Looking at the terminus of the red line Thorson had drawn gave me a strange feeling about what was ahead. Where was the Poet? Who was next?
“Why don’t we just let him get to California, so he can be among his own kind? End of problem.”
Everyone laughed at the joke from one of the agents seated in the outer rim. The humor emboldened Hazelton.
“Hey, Gordo,” he said, reaching back to the easel and tapping a pencil on the small rendering of Florida. “I hope this map wasn’t some kind of Freudian slip on your part.”
That brought the loudest laughter of the meeting and Thorson’s face reddened, though he smiled at the joke at his expense.

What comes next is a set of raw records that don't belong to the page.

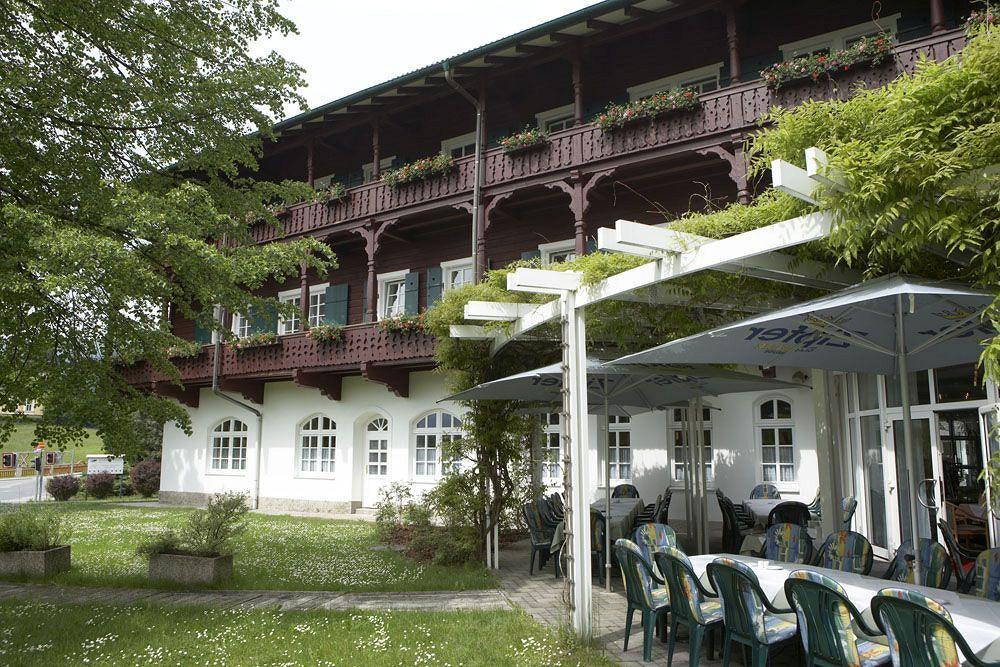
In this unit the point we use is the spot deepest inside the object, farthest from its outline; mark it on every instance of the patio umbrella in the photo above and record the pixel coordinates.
(893, 326)
(625, 391)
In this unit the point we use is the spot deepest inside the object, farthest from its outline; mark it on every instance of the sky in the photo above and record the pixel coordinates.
(346, 45)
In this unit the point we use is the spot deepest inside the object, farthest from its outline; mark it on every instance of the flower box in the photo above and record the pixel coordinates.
(189, 570)
(528, 139)
(617, 116)
(418, 170)
(35, 563)
(868, 51)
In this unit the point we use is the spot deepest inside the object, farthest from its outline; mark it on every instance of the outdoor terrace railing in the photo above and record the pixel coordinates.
(361, 344)
(722, 113)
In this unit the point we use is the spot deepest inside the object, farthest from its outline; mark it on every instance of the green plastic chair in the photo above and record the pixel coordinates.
(846, 551)
(826, 623)
(935, 568)
(986, 583)
(751, 619)
(920, 631)
(692, 606)
(645, 592)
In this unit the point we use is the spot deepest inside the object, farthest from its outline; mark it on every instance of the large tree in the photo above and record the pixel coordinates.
(129, 128)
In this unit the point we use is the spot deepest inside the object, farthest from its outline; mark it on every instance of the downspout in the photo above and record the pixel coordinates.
(258, 445)
(477, 184)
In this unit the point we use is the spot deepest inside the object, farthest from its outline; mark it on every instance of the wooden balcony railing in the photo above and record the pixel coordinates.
(721, 114)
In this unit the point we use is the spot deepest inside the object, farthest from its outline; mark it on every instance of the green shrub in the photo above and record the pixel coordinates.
(31, 527)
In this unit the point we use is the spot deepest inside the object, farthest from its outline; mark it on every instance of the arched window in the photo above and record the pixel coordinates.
(229, 445)
(776, 439)
(431, 432)
(318, 446)
(377, 437)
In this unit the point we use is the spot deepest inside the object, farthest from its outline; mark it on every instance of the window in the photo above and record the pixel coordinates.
(318, 447)
(560, 251)
(703, 80)
(679, 438)
(777, 446)
(391, 294)
(838, 39)
(432, 432)
(460, 146)
(229, 446)
(620, 448)
(551, 458)
(377, 434)
(456, 273)
(556, 119)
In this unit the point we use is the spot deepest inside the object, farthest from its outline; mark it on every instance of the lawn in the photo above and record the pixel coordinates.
(47, 634)
(276, 552)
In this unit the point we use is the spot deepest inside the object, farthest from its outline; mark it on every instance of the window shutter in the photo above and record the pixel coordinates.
(435, 285)
(335, 310)
(411, 294)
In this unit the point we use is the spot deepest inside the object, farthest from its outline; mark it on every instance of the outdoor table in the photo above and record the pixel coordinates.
(978, 619)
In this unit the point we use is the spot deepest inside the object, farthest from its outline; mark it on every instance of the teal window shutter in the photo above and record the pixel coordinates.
(335, 310)
(411, 293)
(435, 285)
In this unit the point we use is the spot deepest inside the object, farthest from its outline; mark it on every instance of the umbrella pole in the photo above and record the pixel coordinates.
(904, 395)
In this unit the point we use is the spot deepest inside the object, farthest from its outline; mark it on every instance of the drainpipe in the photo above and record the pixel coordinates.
(258, 445)
(477, 185)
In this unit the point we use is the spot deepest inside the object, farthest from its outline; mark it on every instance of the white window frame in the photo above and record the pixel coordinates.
(776, 424)
(384, 280)
(384, 465)
(547, 250)
(641, 90)
(615, 464)
(558, 114)
(836, 39)
(461, 141)
(213, 433)
(453, 265)
(440, 434)
(302, 432)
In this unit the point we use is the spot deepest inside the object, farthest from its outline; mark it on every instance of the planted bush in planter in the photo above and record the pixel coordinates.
(63, 487)
(202, 551)
(34, 542)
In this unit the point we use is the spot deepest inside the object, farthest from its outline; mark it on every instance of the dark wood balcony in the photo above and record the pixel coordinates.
(722, 115)
(364, 350)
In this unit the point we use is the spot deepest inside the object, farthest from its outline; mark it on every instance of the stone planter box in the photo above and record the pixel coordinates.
(179, 569)
(34, 563)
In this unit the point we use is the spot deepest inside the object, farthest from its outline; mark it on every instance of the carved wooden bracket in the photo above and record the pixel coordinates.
(396, 379)
(329, 385)
(252, 390)
(189, 396)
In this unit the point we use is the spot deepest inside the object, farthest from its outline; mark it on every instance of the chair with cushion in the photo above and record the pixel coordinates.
(625, 491)
(848, 506)
(935, 569)
(750, 618)
(540, 533)
(986, 580)
(691, 605)
(963, 562)
(829, 623)
(846, 551)
(765, 491)
(790, 511)
(788, 543)
(645, 592)
(920, 631)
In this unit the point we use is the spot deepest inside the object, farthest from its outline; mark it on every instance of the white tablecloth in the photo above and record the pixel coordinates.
(976, 618)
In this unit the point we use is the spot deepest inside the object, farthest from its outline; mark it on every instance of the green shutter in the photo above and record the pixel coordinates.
(435, 285)
(335, 309)
(411, 295)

I saw Rachel Walling’s face light up with delight.
“Very funny, Hazel,” Thorson loudly retorted. “Why don’t you go back to analyzing the poems. You’re good at that.”
The laughter dried up quickly and I suspected that Thorson had taunted Hazelton with a barb that was more personal than witty.
“Okay, if I can continue,” Thorson said, “FYI, tonight we’ll be alerting all the FOs, particularly in the West, to be on watch for something like this. It would help us a lot if we could get an early notice on the next one and get our lab into one of the scenes. We’ll have a go team ready. But right now we are relying on the locals for everything. Bob?”
Backus cleared his throat to continue the discussion.
“If nobody has anything else, we come to profiling. What can we say about this offender? I would like to put something on the alert Gordon sends out.”
Then came a procession of throw-out observations, a lot of them free-form non sequiturs, some of them even bringing laughter. I could see there was a lot of camaraderie among the agents. There was also some strife, as exhibited by the play between Thorson and Walling and then Thorson and Hazelton. Nevertheless, I got the feeling that these people had sat around the table in this room doing this before. Sadly, many times before.